「車にたとえればアイドリング状態。待機時間を利用して、脳は膨大な情報、記憶を確認し、整理しているのです。この作業中は、頭を使っているときの15倍ものエネルギーが消費されます。このDMNこそ、脳の若返りと密接な関わりがあるのです」(前同)

 事実、アルツハイマー型認知症の患者は、DMNのつながりが弱いことが分かっている。DMNを強化するために重要なのは、ぼんやりする時間を持つことだという。脳が情報整理をするための時間を確保すべく、視覚、聴覚といった情報をシャットアウトする“無の時間”が必要なのだ。

「ところが、最近は電車の移動中をはじめ、一日中スマホなどIT機器から目を離さない人が多い。この状態が続くと脳過労に陥り、うつ病になる人もいます。認知症のリスクも高まり、“スマホ認知症”との言葉もあるほどです」(同)

 これに関連して、瞑想をするのも効果的だという。前出の生田氏は語る。「米カリフォルニア大学の研究で、座禅や瞑想をする人と、そうでない人の脳を比較したところ、前者は、海馬をはじめとする領域が拡大していたそうです」

 続いて、働き盛りの人が注意したいのが、複数の仕事を同時にこなすこと。会議に使う資料を作成しながら、スマホで飲み会の店を検索、取引先からの電話に対応……。実は、これが脳への負担になり、老化の原因になってしまう。「複数、それも多いほど、脳をより働かせる、イコール、脳が活性化するというのは誤解。逆に、脳の処理能力がパンクしやすくなります」(前出の奥村氏)

 一つ一つの仕事を終わらせてから、次の作業へ取りかかりたい。さらに、時間がないからと、なんでもネット通販に頼るのは考えもの。本は本屋で買い、映画は映画館で観るなど、“足を運ぶ手間暇”を惜しまないことも、脳のためには大切だという。「本屋に行けば目的以外の本にも接することになり、多くの刺激を受けます。映画館に足を運べば、それなりのオシャレもするし、上映時間に間に合うように移動し、見終わったあとに外で食事をしたりもするでしょう。そういった一連の段取りを考えて行動することが、脳にとって刺激になり、頭をなまらせないのです」(前同)

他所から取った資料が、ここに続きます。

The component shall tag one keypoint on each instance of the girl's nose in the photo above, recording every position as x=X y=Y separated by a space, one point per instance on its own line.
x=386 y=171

 加えて、行ったことのないスポットを新規開拓すると、さらに良い。「新たなことを経験すると、脳が若々しい状態となり、もの忘れなども起こしにくくなります」と言うのは、精神科医の樺沢紫苑氏。定食屋、飲み屋などから、着る服まで、年を重ねるごとに“いつもの”に落ち着きがちだが、脳のためには冒険する勇気が必要なのだ。